When you think about it, history isn't just a string of events that happened. It's a collection of memories. The winners get to write history, of course. We all know that. But . . . that's not the whole truth, because sometimes the losers survive to throw their two-cents in. It's not much, but it's enough to make people doubt, which I greatly appreciate.


Today, in 2014, we look back and we recognize three generations who can tell us history: our own, our parents and our grandparents. Very few of us have great-grandparents who can do this. Yet, in an odd way, we do because our grandparents REMEMBER at least three generations before them.


I'm lucky enough to still have both of my grandparents on my mother's side still here. John and Shirley Kopoulos. They are full of stories. Gramps was born in 1927, and Grandma was born in 1930. They were alive to experience Prohibition. My grandfather tried to lie about his age to get into WWII (and failed). It's great to get those first-person accounts from them. All you have to do is listen and absorb.


But there's one extra step you can take. Both of my grandparents remember their grandparents, who were alive up to 100 years before their prime. Those are the stories that get REALLY interesting. For example, my great-grandfather used to run a shoe repair store. At one point, the place caught fire, and he was severely burned in it. So badly that all the skin on one of his hands was burned to the bone. How did the doctors fix it? BY SEWING HIS HAND INTO HIS STOMACH SO THE SKIN COULD GROW BACK. Can you imagine having something like that done to you? Of course I put that in a book once. It never got published, but it still had a profound effect on me.


But that's just a personal touch. If you still have your grandparents with you, and you're roughly the same age as me (thirty-six), then you have access to people who remember people who were born during the Civil War, maybe even earlier. Why are you not talking to them and asking for their knowledge?

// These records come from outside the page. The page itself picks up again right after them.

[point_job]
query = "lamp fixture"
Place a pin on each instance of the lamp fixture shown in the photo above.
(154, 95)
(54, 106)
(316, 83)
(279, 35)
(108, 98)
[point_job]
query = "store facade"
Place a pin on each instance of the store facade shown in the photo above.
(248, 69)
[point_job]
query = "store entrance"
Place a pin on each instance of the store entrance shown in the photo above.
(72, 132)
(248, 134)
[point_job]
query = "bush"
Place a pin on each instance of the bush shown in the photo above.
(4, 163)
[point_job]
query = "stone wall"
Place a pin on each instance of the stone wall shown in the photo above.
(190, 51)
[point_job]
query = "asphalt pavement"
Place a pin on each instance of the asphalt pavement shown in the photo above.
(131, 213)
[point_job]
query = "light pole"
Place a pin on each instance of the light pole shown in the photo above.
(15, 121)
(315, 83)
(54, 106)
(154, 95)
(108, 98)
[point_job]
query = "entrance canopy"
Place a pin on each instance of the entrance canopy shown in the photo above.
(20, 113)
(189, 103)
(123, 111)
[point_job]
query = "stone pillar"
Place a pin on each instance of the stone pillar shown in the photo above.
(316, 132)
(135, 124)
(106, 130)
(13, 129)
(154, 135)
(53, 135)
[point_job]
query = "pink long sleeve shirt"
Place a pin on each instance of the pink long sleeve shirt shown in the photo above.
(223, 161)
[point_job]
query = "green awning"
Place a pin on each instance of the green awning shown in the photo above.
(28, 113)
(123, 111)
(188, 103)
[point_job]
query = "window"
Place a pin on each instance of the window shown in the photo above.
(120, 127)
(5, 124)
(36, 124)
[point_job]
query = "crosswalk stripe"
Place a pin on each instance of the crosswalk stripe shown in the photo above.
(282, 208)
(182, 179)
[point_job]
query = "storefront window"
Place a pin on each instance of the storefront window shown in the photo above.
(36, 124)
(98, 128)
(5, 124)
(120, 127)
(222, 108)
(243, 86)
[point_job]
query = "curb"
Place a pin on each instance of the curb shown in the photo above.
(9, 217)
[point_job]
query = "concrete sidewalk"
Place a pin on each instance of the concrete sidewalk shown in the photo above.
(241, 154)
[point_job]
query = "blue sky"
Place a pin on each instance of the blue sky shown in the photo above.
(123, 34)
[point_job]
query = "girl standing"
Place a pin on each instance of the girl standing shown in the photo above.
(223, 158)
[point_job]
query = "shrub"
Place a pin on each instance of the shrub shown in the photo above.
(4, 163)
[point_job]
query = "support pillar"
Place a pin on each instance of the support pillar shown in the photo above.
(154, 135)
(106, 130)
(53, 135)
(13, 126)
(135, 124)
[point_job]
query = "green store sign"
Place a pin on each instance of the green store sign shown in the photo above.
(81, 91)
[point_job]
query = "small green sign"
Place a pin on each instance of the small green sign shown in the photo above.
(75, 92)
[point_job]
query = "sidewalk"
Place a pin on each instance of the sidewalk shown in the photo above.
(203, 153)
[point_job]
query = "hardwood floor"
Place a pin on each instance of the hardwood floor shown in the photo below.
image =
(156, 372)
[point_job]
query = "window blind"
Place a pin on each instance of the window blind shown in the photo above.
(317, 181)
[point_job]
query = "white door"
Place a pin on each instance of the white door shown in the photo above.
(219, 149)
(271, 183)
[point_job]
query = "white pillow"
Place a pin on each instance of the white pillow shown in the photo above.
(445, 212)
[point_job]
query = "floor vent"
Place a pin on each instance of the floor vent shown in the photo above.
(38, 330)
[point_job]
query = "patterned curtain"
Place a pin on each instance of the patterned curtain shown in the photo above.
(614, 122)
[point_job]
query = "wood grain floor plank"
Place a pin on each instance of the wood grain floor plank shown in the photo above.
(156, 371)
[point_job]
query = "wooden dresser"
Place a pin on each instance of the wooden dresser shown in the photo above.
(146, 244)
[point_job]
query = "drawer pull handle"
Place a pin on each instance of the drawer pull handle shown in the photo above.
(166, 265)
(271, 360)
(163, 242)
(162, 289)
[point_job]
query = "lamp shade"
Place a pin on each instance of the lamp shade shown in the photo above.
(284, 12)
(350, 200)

Those who have actually read "The Hand that Shook the World" will have an objection: the old man in the wheelchair had lied about his involvement with Gettysburg. Yes, that is a real problem with history, but to be honest with you, I'm not too concerned with that. Remember, ALL of history is a recollection of individuals. How can you know for sure what really happened?

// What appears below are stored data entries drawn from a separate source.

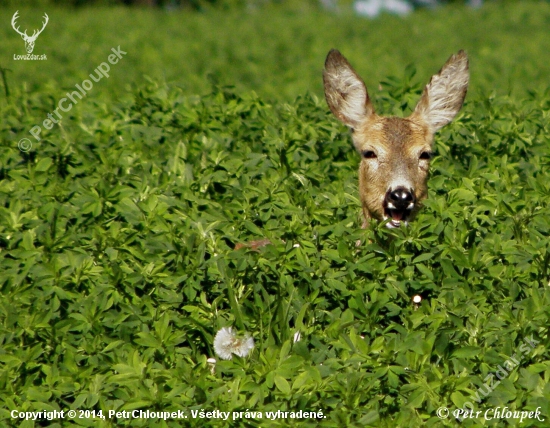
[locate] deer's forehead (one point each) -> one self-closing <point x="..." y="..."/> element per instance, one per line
<point x="392" y="134"/>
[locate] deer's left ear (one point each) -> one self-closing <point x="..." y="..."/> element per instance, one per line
<point x="444" y="95"/>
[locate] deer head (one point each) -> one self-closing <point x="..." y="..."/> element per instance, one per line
<point x="395" y="152"/>
<point x="29" y="40"/>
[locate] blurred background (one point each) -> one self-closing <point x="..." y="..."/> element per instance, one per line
<point x="276" y="48"/>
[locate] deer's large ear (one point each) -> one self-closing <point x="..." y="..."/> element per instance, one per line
<point x="345" y="92"/>
<point x="444" y="95"/>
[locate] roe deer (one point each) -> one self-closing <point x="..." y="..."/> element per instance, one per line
<point x="395" y="152"/>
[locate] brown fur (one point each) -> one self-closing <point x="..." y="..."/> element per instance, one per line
<point x="393" y="149"/>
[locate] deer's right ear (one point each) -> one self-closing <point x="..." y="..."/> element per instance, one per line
<point x="345" y="92"/>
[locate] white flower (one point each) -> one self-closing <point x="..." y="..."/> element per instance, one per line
<point x="226" y="343"/>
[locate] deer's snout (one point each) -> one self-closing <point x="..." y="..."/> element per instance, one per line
<point x="398" y="205"/>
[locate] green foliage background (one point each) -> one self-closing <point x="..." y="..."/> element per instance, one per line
<point x="118" y="228"/>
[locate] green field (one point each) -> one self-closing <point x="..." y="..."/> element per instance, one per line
<point x="118" y="228"/>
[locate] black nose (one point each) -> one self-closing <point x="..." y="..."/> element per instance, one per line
<point x="400" y="198"/>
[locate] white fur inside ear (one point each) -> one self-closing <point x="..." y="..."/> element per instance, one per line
<point x="351" y="95"/>
<point x="345" y="92"/>
<point x="444" y="95"/>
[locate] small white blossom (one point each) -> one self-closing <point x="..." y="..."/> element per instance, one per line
<point x="227" y="343"/>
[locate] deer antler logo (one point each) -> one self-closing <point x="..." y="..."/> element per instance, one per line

You can only be sure of the quality of the story you just heard. There are a lot of old people still around. Ask them questions. Learn a thing or two. You never know: your grandfather's dad might have met someone like Teddy Roosevelt, and how awesome would that be?


My grandmother isn't very vocal about the past, but my grandfather has great stories. I think I'll tell a few of them in the near future. Because let's face it, famous people from the past are ONLY famous because enough people thought it was important to tell stories about them.























Still with me? OK, if I've peaked your interest in "The Hand that Shook the World," it can be found in THE BRACELET CHARM Quarterly Winter Edition 2012. I've marketed this story longer than ANY other story I've written. Seriously, it took me fifteen years to find a home for it, and I'm glad I did. It's possible to find it online, but it's not likely. I wish you the best of luck. And thank you, as always, for reading.